Re: Non-standard evaluation
- To: mathgroup at smc.vnet.net
- Subject: [mg22081] Re: [mg22078] Non-standard evaluation
- From: Andrzej Kozlowski <andrzej at platon.c.u-tokyo.ac.jp>
- Date: Sun, 13 Feb 2000 01:13:58 -0500 (EST)
- Sender: owner-wri-mathgroup at wolfram.com
on 00.2.12 6:04 PM, Stig Sandnes at stigsa at math.uio.no wrote:
> I got the following output using my student-version
> of Mathematica:
>
> ----
> In[1]:=SetAttributes[j,HoldAll]
>
> In[2]:=j[1,Unevaluated[2],3,4,5]
> Out[2]=j[1,Unevaluated[2],3,4,5]
>
> In[3]:=j[1,Unevaluated[2],3,Sequence[4,5]]
> Out[3]=j[1,2,3,4,5]
>
> In[4]:=$Version
> Out[4]="Microsoft Windows 3.0 (April 25, 1997)"
> ----
>
> Can anybody reproduce this with Mathematica version 4?

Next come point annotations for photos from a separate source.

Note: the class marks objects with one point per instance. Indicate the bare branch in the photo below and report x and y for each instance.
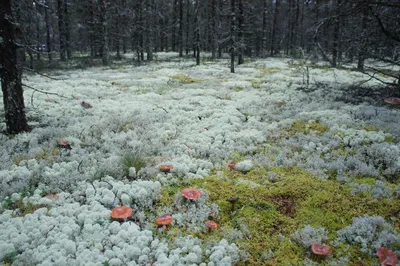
(26, 68)
(44, 92)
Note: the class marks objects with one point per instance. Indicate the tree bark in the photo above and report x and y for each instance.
(241, 33)
(187, 26)
(264, 29)
(104, 34)
(197, 33)
(10, 74)
(233, 35)
(275, 29)
(214, 38)
(48, 36)
(66, 30)
(61, 29)
(180, 28)
(361, 53)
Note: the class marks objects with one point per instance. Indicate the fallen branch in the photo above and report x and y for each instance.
(44, 92)
(44, 75)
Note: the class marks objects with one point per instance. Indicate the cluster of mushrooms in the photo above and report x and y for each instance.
(124, 212)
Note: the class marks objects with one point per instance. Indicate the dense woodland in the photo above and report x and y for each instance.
(337, 31)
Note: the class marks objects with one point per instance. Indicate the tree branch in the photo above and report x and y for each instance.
(44, 92)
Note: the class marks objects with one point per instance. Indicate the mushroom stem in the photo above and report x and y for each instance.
(233, 203)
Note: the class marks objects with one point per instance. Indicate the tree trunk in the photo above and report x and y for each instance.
(10, 74)
(180, 28)
(336, 39)
(92, 29)
(149, 30)
(274, 28)
(61, 29)
(241, 32)
(48, 36)
(197, 33)
(66, 30)
(264, 29)
(233, 34)
(104, 34)
(214, 38)
(187, 25)
(173, 26)
(361, 53)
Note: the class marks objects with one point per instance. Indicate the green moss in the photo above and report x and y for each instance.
(237, 89)
(270, 70)
(185, 79)
(256, 83)
(265, 220)
(303, 127)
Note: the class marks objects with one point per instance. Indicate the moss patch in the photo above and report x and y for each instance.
(270, 70)
(306, 128)
(185, 79)
(263, 216)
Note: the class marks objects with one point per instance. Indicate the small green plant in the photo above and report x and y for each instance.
(10, 258)
(131, 159)
(185, 79)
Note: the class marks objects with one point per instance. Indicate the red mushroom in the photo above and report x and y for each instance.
(53, 197)
(387, 257)
(122, 212)
(211, 225)
(231, 166)
(165, 168)
(191, 193)
(164, 220)
(64, 144)
(392, 100)
(321, 249)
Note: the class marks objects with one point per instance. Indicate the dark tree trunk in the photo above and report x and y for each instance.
(336, 37)
(61, 28)
(275, 29)
(66, 30)
(197, 33)
(214, 38)
(187, 26)
(10, 74)
(48, 36)
(38, 41)
(241, 32)
(315, 37)
(104, 34)
(264, 29)
(233, 35)
(361, 53)
(124, 19)
(149, 30)
(180, 28)
(173, 26)
(92, 29)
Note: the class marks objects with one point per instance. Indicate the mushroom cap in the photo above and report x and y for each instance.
(211, 224)
(392, 100)
(53, 197)
(165, 168)
(63, 143)
(232, 200)
(164, 220)
(321, 249)
(387, 257)
(191, 193)
(122, 212)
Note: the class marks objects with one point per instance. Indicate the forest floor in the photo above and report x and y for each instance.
(316, 154)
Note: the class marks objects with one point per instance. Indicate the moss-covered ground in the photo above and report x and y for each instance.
(271, 212)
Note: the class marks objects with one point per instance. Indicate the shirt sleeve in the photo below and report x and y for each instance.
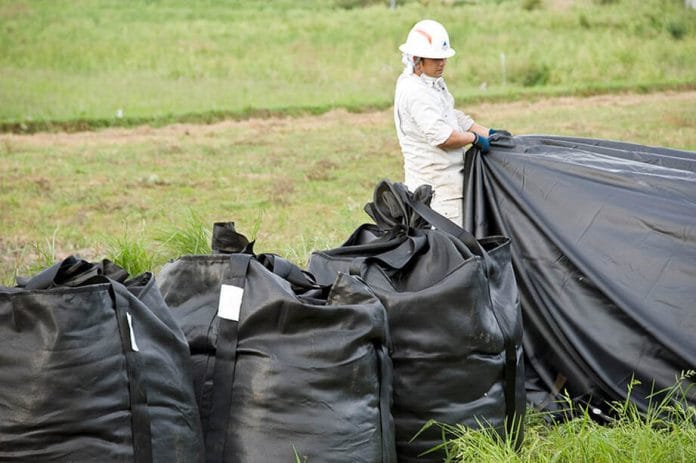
(427, 117)
(465, 121)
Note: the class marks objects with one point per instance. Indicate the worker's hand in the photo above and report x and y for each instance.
(500, 131)
(482, 143)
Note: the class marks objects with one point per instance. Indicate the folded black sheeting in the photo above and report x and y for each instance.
(304, 372)
(94, 368)
(604, 250)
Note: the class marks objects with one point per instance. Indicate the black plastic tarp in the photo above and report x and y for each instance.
(604, 250)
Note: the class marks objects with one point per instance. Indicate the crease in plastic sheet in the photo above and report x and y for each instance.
(606, 260)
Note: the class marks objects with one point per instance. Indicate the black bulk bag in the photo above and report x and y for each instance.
(453, 316)
(604, 249)
(93, 368)
(283, 368)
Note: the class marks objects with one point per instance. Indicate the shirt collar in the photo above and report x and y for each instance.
(437, 83)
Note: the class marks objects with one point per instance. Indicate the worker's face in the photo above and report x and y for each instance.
(433, 67)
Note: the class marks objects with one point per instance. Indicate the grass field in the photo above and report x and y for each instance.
(128, 128)
(83, 63)
(294, 184)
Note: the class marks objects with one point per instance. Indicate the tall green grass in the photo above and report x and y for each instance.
(83, 63)
(293, 184)
(666, 433)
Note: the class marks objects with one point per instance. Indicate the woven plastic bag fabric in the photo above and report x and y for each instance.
(93, 368)
(284, 368)
(604, 249)
(453, 315)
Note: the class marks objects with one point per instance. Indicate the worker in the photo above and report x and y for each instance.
(431, 132)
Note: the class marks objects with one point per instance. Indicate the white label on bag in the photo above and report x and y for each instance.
(134, 345)
(230, 302)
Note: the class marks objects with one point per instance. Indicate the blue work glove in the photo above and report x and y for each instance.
(500, 131)
(482, 143)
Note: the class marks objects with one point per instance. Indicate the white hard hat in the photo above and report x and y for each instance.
(428, 39)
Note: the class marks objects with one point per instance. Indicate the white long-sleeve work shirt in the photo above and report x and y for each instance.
(425, 117)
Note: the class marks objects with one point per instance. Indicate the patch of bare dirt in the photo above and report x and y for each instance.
(335, 117)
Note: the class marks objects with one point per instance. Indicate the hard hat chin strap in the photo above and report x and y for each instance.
(410, 62)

> I don't understand why the Unevaluated-wrapper isn't
> stripped in the first case too. Maybe not an important
> problem, but it looks like a bug too me...
I don't think there is anything wrong here (and by the way, this behaviour
is the same in Mathematica 4.0). The HoldAll attribute has nothing to do with what
happens, and you will get the same behaviour without it. Unevaluated is
normally not stripped by "inert functions" which "do not do anything". In
fact it is the behaviour caused by the presence of Sequence that is a
little bit strange, but than Sequence is a magic function!

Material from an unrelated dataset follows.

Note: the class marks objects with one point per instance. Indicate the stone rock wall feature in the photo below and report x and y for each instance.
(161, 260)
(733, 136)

An "inert" function need not be a function without any definiton, as in your
case above. To see what I mean let's consider an extremely common function,
which also "does nothing".
In[1]:=
List[2, Unevaluated[3], 4, 5]
Out[1]=
{2, Unevaluated[3], 4, 5}
As you see Unevaluated does not get stripped. But now if you insert a
Sequence inside:
In[2]:=
List[2, Unevaluated[3], Sequence[4, 5]]
Out[2]=
{2, 3, 4, 5}
It was the presence of Sequence and its "flattening out" that caused to the
stripping of Unevaluated. You can see that also in your example. The HoldAll
attribute has nothing at all to do with this pehnomenon, but we shall give f
the SequenceHold attribute (or HoldAllComplete if you prefer):
In[6]:=
ClearAll[f]
In[7]:=
SetAttributes[f, SequenceHold]
In[8]:=
f[2, Unevaluated[3], Sequence[4, 5]]
Out[8]=
f[2, Unevaluated[3], Sequence[4, 5]]
Unevaluated is not stripped. But now clear the SequenceHold attribute:
In[9]:=
ClearAttributes[f, SequenceHold]
In[9]:=
f[2, Unevaluated[3], Sequence[4, 5]]
Out[9]=
f[2, 3, 4, 5]